ABONECRONEDRONE

   


Sheila:

Yeah. I think it's the same thing and I think everybody has their area of expertise, and the idea is that, I think, we're given this gift, this practical area of expertise where we can draw back into that serenity and perform at our optimum, so that we can grow in that area and let it overflow into everyday life and of course artists are notoriously bad at that.

John:

(Laughs) Well, let's hear how this particular artist deals with all of these ideas in "ABoneCroneDrone", Sheila Chandra's latest CD on the Real World label. This is the final track. "ABoneCroneDrone VI" on tonight's edition of New Sounds.

THE SONG IS PLAYED

So the CD, Sheila Chandra ends with the sound of the human breath, from which it all flows. Yeah... "ABoneCroneDrone VI" from the CD "ABoneCroneDrone". An exploration of really what is a very rich microcosm of the world of the drone. It's the basis of the most ancient forms of music making that we have and obviously, you know, there are some very highly developed musical traditions which are based on the drone.

Sheila:

Yes, and some very beautiful ones.

John:

And we've sort of forgotten it in the West but so is ours, absolutely.

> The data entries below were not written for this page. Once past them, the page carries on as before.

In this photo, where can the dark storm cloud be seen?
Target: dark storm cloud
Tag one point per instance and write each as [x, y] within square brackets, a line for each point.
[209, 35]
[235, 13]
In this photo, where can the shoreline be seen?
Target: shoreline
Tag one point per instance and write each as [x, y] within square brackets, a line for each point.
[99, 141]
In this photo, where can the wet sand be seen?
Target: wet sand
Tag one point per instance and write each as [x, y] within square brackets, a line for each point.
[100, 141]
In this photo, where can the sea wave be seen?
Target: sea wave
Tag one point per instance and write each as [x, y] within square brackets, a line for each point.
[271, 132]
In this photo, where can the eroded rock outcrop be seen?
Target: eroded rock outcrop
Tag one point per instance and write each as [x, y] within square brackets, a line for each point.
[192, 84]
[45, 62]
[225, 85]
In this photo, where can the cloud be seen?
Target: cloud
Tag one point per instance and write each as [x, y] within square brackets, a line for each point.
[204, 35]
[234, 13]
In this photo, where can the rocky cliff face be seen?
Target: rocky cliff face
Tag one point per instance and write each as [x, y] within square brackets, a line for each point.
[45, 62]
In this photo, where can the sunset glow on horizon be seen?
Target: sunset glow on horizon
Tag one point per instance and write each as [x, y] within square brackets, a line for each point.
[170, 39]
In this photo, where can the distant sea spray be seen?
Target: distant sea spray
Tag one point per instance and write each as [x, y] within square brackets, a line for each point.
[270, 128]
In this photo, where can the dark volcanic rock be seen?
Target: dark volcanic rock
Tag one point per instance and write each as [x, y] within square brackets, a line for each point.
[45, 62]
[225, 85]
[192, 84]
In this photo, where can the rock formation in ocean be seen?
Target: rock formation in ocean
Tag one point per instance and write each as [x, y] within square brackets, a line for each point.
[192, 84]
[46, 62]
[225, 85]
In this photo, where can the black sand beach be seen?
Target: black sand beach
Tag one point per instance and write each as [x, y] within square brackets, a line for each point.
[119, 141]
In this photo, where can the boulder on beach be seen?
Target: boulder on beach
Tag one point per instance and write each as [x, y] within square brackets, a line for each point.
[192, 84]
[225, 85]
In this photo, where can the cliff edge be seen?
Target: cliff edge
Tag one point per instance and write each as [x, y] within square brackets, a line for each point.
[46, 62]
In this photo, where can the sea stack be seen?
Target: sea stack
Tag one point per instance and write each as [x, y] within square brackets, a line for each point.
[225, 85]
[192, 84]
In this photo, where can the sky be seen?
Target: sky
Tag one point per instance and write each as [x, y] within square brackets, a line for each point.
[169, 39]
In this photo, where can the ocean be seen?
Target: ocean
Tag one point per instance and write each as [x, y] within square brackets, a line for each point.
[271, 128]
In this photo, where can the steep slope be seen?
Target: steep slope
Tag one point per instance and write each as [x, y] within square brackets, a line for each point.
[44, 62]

Well, this recording strikes me as the kind of thing that probably has generated at least another album's worth of actual melodic material in your mind already. I mean, listening to these drones and, you know, hearing those melodies almost coming out. I mean, do you now have a store house of melodies that were suggested by these recording sessions.

Sheila:

I tried to keep these particularly simple, and I tried not to embellish them and to resist seeing them in emotional terms and just putting down faithfully what I heard without any form of arrangement or polishing. So - no, because, I've deliberately resisted that. But I know that the next time I put on the "McCrimmon" drone, next time a put on "ABoneCroneDrone II", or the basic drone for "ABoneCroneDrone III", I will hear a new set of things, so there is a kind of perpetual motion. It is almost a perpetual motion machine that will keep bringing things to me and it's wonderful to feel led. One could have this great worrying prospect as a composer that one approaches an emotional expressive problem, which is what we call 'the song' without any way to.... Well when it's unfinished, one has this problem as how to express this emotion in a way that's not overly clever and in a way that's simple and touching - which is what all artists want to do whatever, however, strange their musical structure maybe to the western ear - and one doesn't necessarily know that there's a solution. It's not going to be published in next week's paper. You know, if one is led and one feels that the song is complete or ready, then that makes it much much easier. It stops you being freaked out. This connection to the divine, stops you from being freaked out otherwise, when I hear the "Speaking in Tongues" pieces even I don't really believe I can it that fast, I never ever do when I hear the recording, and it's only when I connect, that I can do them that fast.